Dec 28, 2004, 12.00am IST
Christopher Mendonca.
Christmas is a season of connectedness — of human beings with God and with one another. The expression of our connectedness, however, sometimes tends to get ritualistic. Parties, celebrations and family dinners often allow us to structure our time, leaving us feeling good as long as we are in company. But we get lonely once the ritual is over. One way of escape from this loneliness is to discover that our connectedness results not so much from what we do together but from realising what we are. The celebration of Christmas is basically about who we are.
We are not only specks of cosmic dust, linked by a biological, mineral and chemical consciousness. Our human condition is also characterised by relationships, the bonds that we forge with one another in many ways. We are spiritual beings, too, and we need to remain aware of this fact. Unfortunately, we often make our relationships convenience-driven, constantly manipulating both mind and body to keep up appearances. Life is seen as being able to function effectively. So when the body and mind begin to become dysfunctional we are gripped with anxiety, tension and anguish; we are not at peace. We sense we are losing control and desperately try to regain it, often with little success.

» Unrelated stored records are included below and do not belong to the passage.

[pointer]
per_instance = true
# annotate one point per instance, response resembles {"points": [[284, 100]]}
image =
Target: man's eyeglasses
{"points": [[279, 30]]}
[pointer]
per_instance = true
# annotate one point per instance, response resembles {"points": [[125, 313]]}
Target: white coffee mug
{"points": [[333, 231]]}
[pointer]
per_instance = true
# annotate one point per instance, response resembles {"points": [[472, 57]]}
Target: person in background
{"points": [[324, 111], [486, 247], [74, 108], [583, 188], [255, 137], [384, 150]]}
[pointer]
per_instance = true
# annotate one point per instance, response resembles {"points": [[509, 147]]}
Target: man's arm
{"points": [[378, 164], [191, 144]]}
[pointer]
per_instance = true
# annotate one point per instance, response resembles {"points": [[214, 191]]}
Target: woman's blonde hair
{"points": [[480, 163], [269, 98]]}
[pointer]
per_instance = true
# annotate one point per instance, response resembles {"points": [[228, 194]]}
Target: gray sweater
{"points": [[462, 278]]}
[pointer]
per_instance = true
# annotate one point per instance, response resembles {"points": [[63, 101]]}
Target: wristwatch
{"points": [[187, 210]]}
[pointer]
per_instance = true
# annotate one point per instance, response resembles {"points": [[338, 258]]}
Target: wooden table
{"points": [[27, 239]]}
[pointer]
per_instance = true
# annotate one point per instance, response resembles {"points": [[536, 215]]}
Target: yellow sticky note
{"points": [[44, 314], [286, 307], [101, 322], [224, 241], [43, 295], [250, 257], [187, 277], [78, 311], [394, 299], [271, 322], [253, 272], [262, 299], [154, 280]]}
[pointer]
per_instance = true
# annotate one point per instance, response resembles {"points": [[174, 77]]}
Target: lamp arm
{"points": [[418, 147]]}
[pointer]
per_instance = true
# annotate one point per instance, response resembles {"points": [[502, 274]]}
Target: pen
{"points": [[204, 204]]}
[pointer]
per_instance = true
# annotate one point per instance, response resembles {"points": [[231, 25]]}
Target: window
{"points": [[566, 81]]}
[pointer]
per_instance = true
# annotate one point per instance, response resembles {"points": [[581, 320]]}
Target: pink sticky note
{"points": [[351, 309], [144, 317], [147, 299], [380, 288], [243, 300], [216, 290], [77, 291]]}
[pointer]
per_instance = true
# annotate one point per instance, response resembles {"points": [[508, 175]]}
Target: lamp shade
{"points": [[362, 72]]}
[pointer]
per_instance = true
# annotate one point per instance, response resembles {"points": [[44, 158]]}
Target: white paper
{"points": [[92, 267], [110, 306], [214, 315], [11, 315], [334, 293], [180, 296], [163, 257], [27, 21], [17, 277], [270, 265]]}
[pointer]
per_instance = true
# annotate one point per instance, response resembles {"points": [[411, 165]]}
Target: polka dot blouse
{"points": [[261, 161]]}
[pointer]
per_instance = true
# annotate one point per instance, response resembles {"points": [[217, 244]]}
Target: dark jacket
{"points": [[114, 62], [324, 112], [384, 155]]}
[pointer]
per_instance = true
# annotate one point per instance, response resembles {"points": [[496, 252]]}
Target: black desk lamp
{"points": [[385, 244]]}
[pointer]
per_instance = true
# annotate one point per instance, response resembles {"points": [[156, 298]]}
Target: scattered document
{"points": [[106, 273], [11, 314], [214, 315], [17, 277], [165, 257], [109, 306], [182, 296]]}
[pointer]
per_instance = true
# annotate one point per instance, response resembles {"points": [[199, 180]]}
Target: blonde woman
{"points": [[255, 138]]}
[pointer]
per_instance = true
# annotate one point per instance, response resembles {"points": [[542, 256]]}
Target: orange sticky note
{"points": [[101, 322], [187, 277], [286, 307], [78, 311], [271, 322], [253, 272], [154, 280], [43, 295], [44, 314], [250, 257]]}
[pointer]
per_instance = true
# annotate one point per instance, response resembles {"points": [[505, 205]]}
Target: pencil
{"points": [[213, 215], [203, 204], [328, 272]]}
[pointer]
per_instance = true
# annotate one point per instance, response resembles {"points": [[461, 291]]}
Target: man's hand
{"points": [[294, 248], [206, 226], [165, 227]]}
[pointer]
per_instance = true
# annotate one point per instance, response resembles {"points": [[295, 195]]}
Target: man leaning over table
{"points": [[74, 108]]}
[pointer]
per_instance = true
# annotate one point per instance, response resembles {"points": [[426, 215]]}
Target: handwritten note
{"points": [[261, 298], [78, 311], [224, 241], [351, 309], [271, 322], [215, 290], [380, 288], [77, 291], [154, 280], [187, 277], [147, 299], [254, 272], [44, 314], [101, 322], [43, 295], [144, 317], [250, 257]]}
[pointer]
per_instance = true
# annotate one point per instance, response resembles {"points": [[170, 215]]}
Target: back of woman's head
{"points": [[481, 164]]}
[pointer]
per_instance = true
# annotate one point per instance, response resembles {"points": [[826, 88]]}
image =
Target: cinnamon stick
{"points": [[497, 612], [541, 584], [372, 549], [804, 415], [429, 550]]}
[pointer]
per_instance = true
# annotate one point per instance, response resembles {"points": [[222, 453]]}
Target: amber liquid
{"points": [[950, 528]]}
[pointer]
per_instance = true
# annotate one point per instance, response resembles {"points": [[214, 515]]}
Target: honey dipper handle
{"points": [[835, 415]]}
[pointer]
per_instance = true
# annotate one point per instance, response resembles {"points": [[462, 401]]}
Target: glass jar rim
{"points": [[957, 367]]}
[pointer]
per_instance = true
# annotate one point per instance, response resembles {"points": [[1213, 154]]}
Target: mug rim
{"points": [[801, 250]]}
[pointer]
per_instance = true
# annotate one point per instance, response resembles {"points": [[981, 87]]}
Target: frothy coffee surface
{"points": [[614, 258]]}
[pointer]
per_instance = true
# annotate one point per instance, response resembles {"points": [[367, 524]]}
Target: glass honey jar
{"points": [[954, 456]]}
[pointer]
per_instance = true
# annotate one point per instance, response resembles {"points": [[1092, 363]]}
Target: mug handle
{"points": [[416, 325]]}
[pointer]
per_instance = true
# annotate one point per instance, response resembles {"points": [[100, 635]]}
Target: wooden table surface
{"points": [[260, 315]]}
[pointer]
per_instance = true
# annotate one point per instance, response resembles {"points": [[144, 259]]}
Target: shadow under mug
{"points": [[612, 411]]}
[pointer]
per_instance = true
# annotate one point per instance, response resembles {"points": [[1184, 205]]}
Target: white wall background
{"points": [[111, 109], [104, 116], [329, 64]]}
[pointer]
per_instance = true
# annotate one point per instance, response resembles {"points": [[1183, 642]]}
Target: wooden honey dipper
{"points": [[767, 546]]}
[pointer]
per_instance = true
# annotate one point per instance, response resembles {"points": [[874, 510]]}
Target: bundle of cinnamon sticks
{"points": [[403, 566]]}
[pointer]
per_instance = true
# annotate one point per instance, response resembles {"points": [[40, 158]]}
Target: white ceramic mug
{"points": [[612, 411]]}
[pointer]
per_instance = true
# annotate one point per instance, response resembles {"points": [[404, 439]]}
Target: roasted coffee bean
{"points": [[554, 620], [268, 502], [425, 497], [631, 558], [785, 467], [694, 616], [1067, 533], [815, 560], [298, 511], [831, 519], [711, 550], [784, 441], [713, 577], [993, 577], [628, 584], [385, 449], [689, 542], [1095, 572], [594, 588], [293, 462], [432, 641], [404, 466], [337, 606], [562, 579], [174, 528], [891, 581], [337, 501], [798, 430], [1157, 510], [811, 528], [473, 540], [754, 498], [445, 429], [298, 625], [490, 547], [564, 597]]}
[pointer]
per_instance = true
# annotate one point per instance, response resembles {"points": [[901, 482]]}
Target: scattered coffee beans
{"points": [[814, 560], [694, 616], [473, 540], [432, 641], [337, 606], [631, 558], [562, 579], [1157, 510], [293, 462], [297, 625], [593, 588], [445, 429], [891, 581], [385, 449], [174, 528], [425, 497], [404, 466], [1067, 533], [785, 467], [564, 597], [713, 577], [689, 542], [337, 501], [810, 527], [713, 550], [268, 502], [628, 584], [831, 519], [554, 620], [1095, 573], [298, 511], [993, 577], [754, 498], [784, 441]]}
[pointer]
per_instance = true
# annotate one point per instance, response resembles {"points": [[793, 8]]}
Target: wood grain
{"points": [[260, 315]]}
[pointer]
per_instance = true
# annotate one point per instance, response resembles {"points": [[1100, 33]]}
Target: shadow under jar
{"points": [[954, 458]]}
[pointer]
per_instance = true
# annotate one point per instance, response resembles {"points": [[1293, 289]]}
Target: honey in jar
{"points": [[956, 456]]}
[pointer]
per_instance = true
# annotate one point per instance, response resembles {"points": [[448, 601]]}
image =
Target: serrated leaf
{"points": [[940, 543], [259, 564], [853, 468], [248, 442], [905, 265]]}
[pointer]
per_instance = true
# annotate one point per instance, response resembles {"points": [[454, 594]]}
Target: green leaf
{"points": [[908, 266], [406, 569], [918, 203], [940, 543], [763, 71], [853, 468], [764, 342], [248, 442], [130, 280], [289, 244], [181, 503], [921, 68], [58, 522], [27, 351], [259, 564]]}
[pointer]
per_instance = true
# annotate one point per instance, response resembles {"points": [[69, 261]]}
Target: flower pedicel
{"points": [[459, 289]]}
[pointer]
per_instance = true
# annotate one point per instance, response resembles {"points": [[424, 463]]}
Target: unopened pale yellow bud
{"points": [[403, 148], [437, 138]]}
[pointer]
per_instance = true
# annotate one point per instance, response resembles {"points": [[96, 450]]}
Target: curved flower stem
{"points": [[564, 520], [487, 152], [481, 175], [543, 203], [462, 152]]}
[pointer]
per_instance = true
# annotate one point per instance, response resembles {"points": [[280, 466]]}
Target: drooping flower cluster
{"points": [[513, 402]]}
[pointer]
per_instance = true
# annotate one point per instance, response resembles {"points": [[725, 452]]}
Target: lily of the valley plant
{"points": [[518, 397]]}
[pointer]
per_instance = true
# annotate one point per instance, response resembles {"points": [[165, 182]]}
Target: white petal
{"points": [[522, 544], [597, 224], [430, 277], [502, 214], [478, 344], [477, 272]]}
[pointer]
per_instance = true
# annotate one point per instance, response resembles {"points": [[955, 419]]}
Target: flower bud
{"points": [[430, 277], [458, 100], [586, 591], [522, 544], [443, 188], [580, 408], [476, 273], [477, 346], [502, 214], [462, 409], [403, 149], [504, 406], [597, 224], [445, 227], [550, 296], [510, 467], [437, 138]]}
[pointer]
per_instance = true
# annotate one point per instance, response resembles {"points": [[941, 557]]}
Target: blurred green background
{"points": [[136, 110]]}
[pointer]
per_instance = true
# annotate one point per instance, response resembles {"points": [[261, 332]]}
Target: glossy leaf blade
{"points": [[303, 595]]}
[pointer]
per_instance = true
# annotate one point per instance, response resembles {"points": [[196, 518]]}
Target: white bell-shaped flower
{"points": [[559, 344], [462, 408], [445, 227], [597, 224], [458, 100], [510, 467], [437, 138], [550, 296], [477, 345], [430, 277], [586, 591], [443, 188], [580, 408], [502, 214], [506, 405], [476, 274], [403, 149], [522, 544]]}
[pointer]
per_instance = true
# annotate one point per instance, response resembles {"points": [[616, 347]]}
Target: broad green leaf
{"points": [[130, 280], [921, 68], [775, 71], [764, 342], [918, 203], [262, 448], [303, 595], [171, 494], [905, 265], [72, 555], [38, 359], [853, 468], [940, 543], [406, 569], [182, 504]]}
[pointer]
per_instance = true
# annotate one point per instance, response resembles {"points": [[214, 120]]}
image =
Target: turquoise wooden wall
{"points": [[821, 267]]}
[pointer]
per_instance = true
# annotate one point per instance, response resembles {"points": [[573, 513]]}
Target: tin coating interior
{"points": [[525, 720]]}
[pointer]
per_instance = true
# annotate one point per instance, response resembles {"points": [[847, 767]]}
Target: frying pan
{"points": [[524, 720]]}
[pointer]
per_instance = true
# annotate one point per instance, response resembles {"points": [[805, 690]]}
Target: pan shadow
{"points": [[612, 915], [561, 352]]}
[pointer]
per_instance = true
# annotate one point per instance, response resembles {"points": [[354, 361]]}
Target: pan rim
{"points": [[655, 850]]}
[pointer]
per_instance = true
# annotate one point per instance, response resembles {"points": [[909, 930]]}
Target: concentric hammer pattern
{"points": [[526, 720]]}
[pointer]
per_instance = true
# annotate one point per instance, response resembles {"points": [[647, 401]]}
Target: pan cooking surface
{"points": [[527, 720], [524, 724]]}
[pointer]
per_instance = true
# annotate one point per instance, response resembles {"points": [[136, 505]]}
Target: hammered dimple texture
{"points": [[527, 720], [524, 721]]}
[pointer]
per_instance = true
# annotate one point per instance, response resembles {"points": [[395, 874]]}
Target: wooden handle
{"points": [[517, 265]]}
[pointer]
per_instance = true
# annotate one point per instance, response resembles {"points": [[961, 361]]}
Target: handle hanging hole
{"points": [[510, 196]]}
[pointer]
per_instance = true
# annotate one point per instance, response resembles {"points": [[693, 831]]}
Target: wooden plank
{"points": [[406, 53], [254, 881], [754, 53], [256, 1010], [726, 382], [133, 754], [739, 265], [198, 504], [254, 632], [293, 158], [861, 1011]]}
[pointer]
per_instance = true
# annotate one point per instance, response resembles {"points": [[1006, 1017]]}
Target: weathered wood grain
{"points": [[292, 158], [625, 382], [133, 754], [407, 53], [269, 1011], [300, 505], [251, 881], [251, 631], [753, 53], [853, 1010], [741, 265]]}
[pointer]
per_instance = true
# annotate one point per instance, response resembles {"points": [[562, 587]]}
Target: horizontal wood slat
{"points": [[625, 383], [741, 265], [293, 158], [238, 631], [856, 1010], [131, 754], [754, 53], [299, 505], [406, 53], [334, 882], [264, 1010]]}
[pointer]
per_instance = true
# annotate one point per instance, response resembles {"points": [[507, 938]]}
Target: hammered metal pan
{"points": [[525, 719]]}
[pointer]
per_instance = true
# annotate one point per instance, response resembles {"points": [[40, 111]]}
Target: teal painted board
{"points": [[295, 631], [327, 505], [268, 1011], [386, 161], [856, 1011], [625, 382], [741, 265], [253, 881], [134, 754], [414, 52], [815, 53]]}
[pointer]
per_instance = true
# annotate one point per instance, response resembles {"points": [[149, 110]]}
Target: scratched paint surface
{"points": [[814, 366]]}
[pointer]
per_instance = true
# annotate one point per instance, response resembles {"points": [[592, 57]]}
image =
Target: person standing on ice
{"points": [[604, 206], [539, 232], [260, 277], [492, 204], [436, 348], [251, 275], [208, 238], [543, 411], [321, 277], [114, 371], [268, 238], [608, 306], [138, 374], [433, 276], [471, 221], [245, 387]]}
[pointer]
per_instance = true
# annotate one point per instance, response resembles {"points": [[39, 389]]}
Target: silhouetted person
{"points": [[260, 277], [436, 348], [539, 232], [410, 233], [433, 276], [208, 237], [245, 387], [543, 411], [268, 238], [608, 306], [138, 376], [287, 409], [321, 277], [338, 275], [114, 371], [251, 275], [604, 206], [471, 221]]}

If, in spite of the fellowship we experience, we are lonely, we are not in communion. In loneliness we try to escape from our uniqueness and try to merge our personal identity with the crowd. But one can be lonely even in a crowd. A community of individuals is hardly a community at all; it's a place where egos are jostling for advantage, competing for much the same goods held together by a reluctantly accepted set of rules to limit the damage. Educated into complete conformity and reduced to homogeneity of opinions and habits, virtue is identified with uncontroversial ordinariness and a nervous cultural sameness.
If we are willing to go beyond our individuality and accept the solitude of the human condition, we can experience a communion with fellow pilgrims journeying within to discover the Supreme inside of us. Christmas tells us that God is with us. But it also shows us that finding him is possible only if we are willing to go beyond images, words and thoughts, giving up trying to fashion a god according to our image and likeness, and behold him instead as the God who is at the centre of our being.
This is the secret of the shepherds and the three wise men. They were willing to go beyond the outward form to the substance of things. So when a care-giver connects with someone whose body is wasting away beyond recognition, and a mother can still recognise the face of her son beyond his disfigured and contorted body, when we are able to see in an AIDS victim basic human dignity that has remained untarnished, when we can connect with the poor and marginalised for no other reason than the discovery that we are bonded together by our participation in the life that comes as God's gift, then we know that we have found the Saviour. This is the God who dwells in us and whose coming we celebrate at Christmas.
Silent Night is a popular Christmas carol. It speaks of the Silence that is so characteristic of God's presence. Listen to the silent music of another's heart until you find a rhythm or pattern that emerges, and then gradually begin to make from within you a sound that matches the melody and rhythm of what you hear. Then you will experience a communion, a oneness of being that binds you together. It will be your best loved Christmas carol.